The Glendale News-Press scored the fight 29-28 for Darabedyan, but every round was razor thin.
Darabedyan (9-4) showcased his stellar overall game, particularly in the early going of the fight, but for the most part seemed to lack the killer instinct and aggression that has characterized much of his career.
Straus (13-3), a late replacement for Darabedyan's original opponent Markus Hicks, won his ninth straight bout by doing his share with takedowns, which was expected, and holding his own on the feet against Darabedyan, which was not expected.
The opening round was the most action-packed of the three with an array of offense featured by both.
Straus shot in early for a takedown, but Darabedyan sprawled well. The two squared off standing, throwing punches and kicks to the head, body and legs.
They also clinched against the cage, reversing positions, throwing inside punches and knees to the thighs. Straus landed the first good punch with a right, but Darabedyan didn't let it affect him and worked the two against the cage.

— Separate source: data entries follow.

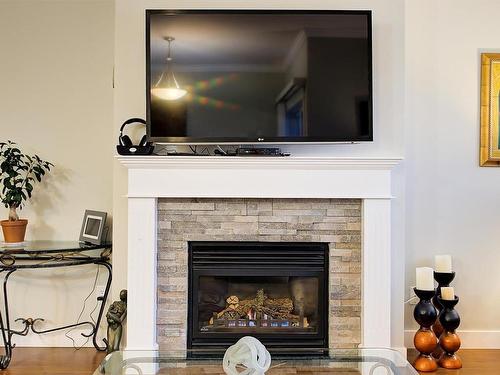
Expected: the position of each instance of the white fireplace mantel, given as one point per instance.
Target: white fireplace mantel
(153, 177)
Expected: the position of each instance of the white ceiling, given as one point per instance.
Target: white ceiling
(242, 39)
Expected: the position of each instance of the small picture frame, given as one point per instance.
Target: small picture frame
(93, 227)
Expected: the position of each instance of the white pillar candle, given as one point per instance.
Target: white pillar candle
(425, 278)
(447, 293)
(442, 263)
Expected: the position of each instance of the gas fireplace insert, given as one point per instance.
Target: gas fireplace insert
(277, 292)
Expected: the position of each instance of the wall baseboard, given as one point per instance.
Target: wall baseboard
(470, 339)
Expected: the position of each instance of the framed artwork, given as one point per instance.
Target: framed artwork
(93, 227)
(490, 110)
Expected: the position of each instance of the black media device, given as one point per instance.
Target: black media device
(126, 146)
(259, 76)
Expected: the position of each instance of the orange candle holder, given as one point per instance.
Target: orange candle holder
(425, 340)
(449, 340)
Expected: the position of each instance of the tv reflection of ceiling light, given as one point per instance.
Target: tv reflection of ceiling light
(166, 87)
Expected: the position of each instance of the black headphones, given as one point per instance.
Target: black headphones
(125, 145)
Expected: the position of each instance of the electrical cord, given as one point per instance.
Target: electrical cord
(81, 314)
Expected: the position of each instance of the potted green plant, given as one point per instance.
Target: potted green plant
(18, 173)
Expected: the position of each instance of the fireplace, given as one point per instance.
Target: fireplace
(344, 202)
(275, 291)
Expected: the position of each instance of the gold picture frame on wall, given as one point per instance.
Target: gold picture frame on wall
(490, 110)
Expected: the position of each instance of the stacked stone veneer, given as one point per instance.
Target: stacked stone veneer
(335, 221)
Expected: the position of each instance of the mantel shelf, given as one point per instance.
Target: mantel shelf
(299, 162)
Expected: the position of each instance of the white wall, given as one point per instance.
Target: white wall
(388, 62)
(56, 100)
(452, 203)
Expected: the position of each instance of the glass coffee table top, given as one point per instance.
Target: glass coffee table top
(284, 362)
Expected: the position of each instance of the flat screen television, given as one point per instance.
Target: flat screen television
(258, 76)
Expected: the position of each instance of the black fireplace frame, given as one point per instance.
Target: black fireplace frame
(213, 258)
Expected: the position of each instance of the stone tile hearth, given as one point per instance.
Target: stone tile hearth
(334, 221)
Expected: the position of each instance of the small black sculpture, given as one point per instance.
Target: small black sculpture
(115, 316)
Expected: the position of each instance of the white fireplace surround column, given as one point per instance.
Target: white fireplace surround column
(153, 177)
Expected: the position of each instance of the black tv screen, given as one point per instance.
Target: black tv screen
(258, 76)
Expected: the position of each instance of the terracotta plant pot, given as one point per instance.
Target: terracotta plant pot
(14, 231)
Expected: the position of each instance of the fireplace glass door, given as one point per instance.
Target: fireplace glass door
(276, 292)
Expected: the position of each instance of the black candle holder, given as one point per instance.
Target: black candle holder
(443, 279)
(449, 340)
(425, 340)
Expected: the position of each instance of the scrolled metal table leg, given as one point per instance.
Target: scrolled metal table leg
(103, 304)
(5, 326)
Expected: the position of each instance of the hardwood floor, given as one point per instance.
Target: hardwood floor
(475, 362)
(67, 361)
(54, 361)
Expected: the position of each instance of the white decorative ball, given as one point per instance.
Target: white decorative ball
(249, 353)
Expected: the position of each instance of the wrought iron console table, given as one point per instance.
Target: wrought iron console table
(43, 255)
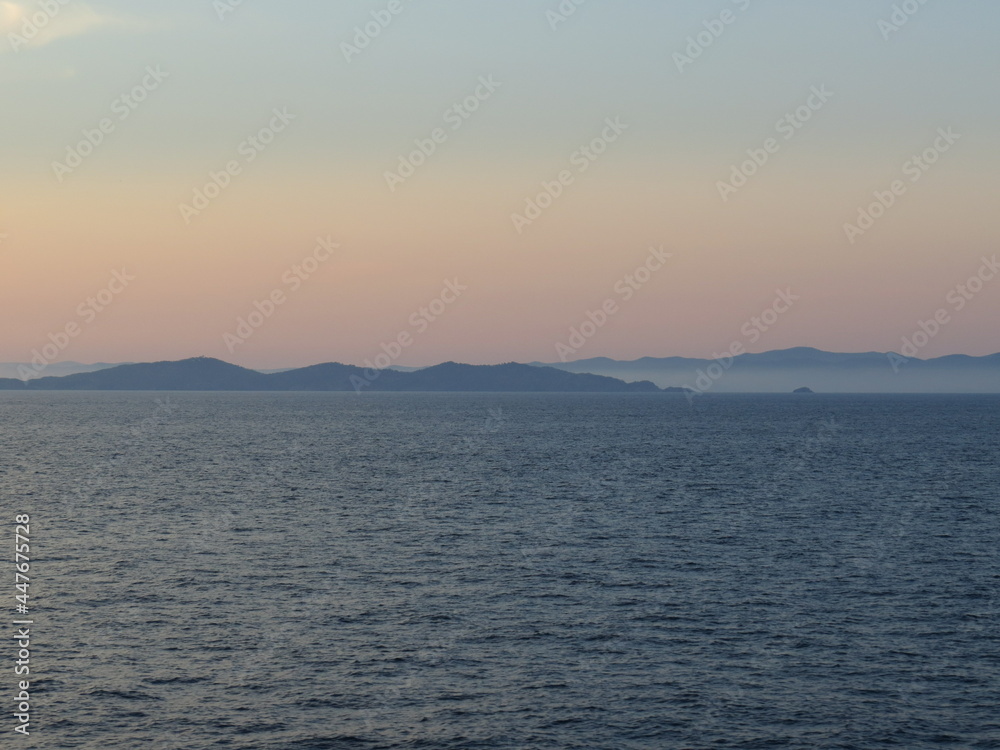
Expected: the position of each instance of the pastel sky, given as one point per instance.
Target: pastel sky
(180, 87)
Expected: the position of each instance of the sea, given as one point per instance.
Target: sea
(488, 571)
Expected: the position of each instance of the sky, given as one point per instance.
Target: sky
(282, 184)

He would also work a trip for a takedown and then, during a clinch against the cage, he dropped down for the most telling sequence of the stanza, applying a leg lock and going for a submission. Straus worked free and spun out and into top position. Darabedyan would finish the round in side control, delivering knees to the body.
The second round slowed dramatically, but was still very nip and tuck.
Darabedyan easily avoided some early strikes and then stopped a takedown with a guillotine attempt that never appeared too tight, but he managed to land some clean shots while keeping Straus at bay with the hold. Straus would land a solid jab later on, but for the most part Darabedyan pushed the pace of the round.